Defrin et al30 found that in areas lacking thermal sensibility, warm and cool stimuli produced a sensation of pricking pain, which had no thermal quality and was detected at significantly higher thresholds in subjects with SCI compared to controls. Misinterpretation of thermal sensation and thermal allodynia were found in the present study in the ZPP of subjects with complete lesions and below the level in subjects with incomplete lesions but not above the level of lesion in either group. Thermal allodynia may have an explanation similar to that proposed for mechanical allodynia31 whereby hyperexcitable dorsal horn neurones normally responding to noxious stimulation begin responding also to activity in low threshold mechanoreceptors.

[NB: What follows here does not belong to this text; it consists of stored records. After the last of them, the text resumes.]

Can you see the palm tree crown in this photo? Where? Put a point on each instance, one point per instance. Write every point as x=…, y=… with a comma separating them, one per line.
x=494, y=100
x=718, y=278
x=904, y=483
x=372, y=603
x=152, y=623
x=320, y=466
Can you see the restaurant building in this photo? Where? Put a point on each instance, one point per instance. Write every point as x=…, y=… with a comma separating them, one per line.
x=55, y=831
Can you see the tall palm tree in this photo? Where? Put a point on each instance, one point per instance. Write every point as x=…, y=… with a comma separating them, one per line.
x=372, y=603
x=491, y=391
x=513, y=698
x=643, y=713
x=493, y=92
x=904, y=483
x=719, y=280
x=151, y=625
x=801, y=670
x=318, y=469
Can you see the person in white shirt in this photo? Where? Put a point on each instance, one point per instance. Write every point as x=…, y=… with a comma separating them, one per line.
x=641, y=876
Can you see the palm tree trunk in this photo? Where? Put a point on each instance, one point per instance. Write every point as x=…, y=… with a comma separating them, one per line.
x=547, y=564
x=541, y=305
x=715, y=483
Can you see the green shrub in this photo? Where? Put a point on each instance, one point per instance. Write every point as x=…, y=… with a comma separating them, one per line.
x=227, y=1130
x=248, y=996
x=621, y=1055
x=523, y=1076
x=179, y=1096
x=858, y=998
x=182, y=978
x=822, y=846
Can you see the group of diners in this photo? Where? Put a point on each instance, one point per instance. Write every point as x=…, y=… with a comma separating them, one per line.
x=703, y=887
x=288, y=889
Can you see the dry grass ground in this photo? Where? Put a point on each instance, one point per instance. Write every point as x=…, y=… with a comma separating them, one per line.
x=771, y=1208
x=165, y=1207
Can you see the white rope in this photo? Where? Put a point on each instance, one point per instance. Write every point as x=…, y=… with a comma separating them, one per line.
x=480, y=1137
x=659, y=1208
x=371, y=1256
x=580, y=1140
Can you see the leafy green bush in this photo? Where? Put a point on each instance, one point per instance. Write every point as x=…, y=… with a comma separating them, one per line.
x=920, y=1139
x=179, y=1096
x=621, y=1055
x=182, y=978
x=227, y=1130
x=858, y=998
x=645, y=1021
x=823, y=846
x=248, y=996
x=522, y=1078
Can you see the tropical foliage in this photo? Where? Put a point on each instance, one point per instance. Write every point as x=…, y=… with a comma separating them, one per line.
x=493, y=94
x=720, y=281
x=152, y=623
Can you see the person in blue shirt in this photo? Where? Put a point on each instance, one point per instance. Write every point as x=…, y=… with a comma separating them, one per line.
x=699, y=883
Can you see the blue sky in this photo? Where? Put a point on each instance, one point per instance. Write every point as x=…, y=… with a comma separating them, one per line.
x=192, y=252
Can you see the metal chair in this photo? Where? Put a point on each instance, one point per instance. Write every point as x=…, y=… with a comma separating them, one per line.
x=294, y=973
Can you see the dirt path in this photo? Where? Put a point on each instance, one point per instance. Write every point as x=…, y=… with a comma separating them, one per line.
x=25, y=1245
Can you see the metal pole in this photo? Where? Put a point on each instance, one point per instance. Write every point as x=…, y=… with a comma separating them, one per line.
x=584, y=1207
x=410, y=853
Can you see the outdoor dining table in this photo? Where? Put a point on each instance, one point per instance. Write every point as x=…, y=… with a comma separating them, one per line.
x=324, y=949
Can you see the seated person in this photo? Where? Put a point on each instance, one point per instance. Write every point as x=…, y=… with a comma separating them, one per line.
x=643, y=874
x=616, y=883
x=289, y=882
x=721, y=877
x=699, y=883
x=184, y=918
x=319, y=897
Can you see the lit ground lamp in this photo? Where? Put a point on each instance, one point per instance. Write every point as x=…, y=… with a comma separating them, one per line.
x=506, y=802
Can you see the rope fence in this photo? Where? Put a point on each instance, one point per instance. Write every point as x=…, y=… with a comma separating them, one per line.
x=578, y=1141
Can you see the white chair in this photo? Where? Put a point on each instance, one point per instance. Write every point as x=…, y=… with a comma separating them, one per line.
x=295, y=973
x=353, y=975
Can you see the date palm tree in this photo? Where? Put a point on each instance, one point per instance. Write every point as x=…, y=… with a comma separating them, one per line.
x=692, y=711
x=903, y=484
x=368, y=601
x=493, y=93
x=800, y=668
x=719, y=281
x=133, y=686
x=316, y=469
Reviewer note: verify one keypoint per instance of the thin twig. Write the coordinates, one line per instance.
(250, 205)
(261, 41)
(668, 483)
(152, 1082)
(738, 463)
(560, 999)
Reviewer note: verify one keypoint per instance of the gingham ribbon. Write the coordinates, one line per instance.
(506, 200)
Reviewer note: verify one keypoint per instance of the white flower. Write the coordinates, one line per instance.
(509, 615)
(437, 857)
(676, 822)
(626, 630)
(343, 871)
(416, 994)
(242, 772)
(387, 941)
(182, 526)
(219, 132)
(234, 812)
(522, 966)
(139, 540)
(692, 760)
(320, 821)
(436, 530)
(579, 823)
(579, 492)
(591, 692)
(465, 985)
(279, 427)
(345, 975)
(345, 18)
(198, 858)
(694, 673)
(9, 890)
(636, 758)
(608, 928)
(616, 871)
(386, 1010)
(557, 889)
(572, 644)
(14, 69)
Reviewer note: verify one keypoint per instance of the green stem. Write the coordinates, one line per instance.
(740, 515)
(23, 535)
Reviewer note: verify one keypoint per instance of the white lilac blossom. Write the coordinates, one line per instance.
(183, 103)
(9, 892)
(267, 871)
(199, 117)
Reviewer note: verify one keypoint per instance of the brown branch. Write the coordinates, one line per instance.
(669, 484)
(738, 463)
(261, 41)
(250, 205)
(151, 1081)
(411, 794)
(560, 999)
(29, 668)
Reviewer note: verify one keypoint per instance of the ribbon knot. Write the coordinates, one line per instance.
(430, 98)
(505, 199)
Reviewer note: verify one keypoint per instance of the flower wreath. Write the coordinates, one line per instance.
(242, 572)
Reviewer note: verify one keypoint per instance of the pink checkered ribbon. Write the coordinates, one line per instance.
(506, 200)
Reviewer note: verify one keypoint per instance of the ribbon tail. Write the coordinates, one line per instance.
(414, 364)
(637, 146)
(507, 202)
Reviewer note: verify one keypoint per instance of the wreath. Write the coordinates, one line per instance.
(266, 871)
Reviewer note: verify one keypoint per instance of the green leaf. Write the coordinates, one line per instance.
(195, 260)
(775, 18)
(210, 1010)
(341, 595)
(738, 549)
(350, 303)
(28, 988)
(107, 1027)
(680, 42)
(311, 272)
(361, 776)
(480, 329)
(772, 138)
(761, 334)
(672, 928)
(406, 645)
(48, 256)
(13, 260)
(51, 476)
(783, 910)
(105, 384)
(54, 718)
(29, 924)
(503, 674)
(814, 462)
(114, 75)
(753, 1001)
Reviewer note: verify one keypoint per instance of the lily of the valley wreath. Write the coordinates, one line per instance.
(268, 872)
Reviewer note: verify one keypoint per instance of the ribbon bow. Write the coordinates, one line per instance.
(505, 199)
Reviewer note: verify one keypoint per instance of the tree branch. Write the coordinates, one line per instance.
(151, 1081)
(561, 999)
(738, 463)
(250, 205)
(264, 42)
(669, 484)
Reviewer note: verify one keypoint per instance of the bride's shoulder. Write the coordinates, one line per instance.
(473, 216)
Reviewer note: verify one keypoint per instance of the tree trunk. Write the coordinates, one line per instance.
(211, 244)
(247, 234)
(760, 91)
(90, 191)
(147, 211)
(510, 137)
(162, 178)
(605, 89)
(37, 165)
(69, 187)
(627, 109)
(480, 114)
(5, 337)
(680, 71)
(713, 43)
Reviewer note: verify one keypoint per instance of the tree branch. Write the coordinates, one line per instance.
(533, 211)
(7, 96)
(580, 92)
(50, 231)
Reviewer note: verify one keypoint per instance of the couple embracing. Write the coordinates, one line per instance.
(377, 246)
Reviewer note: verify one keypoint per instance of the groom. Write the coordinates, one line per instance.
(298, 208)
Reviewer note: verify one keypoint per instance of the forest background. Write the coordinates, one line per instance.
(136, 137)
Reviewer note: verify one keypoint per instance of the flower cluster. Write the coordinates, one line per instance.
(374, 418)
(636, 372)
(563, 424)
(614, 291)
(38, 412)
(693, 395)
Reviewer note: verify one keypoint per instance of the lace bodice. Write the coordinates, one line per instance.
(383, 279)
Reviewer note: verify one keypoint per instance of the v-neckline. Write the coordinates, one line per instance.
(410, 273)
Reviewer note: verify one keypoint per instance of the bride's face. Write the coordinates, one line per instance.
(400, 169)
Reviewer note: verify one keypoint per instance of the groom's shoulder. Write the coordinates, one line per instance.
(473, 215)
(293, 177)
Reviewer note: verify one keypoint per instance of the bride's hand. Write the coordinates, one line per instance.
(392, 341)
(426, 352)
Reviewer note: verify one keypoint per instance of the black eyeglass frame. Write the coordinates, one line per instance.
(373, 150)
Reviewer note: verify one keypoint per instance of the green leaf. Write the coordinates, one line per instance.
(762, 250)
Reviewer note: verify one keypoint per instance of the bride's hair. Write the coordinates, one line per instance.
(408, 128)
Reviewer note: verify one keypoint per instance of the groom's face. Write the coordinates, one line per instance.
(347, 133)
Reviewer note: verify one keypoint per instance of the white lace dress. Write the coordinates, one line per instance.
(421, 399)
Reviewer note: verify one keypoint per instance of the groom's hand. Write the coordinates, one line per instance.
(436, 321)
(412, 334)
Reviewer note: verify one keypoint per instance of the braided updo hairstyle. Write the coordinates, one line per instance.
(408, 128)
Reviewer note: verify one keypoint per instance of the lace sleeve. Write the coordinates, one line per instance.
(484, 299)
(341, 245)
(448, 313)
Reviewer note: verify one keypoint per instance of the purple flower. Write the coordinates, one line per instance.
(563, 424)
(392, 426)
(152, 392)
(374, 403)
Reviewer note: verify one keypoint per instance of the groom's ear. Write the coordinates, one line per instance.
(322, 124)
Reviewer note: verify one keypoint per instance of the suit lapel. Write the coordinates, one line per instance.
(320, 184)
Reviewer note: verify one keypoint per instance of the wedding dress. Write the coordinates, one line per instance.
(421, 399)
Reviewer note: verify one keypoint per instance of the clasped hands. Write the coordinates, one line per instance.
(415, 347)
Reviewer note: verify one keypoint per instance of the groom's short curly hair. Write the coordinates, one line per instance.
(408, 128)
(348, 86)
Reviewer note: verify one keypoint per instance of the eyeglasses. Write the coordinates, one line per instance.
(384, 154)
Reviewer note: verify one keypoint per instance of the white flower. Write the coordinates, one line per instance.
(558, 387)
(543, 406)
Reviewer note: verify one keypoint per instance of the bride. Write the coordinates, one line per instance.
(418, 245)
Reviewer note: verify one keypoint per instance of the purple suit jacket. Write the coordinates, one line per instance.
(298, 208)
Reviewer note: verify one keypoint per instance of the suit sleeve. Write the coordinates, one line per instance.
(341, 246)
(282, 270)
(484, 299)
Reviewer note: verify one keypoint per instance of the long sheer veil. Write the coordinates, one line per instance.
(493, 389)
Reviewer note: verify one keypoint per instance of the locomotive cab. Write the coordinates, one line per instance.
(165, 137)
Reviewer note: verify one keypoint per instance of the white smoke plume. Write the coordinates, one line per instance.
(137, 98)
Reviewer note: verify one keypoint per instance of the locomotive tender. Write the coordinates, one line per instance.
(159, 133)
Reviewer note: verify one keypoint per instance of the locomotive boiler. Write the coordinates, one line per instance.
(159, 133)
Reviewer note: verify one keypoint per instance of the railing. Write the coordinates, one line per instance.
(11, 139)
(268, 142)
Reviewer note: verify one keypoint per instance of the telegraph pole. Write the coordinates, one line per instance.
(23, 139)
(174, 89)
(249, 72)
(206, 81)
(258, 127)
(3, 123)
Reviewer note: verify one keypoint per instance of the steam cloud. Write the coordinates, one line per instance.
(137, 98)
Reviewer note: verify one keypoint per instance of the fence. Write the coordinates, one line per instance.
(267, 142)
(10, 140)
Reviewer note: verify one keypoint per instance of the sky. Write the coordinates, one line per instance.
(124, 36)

However, mechanical allodynia was not observed in any SCI subjects either above or below their injury.

Our study emphasises the ability of non-noxious thermal tests as a component of QST to reveal sensory dysfunction in dermatomes at the level of injury in chronic SCI. Irrespective of whether subclinical deficits are due to the natural progression of the original injury or the results of intervention, a considerable advantage of QST is that it offers a range of values compared to the standard clinical examination thus permitting a more objective, discriminating, and standardized evaluation of the degree and quality of preserved sensation or sub-clinical deficit. QST comprises non-invasive tools that are also well tolerated by SCI subjects. As such, QST will provide an important adjunct in the assessment of sensory systems in SCI, especially in the evaluation of natural recovery or small sensory changes in level of SCI anticipated following future interventions designed to promote regeneration within the spinal cord.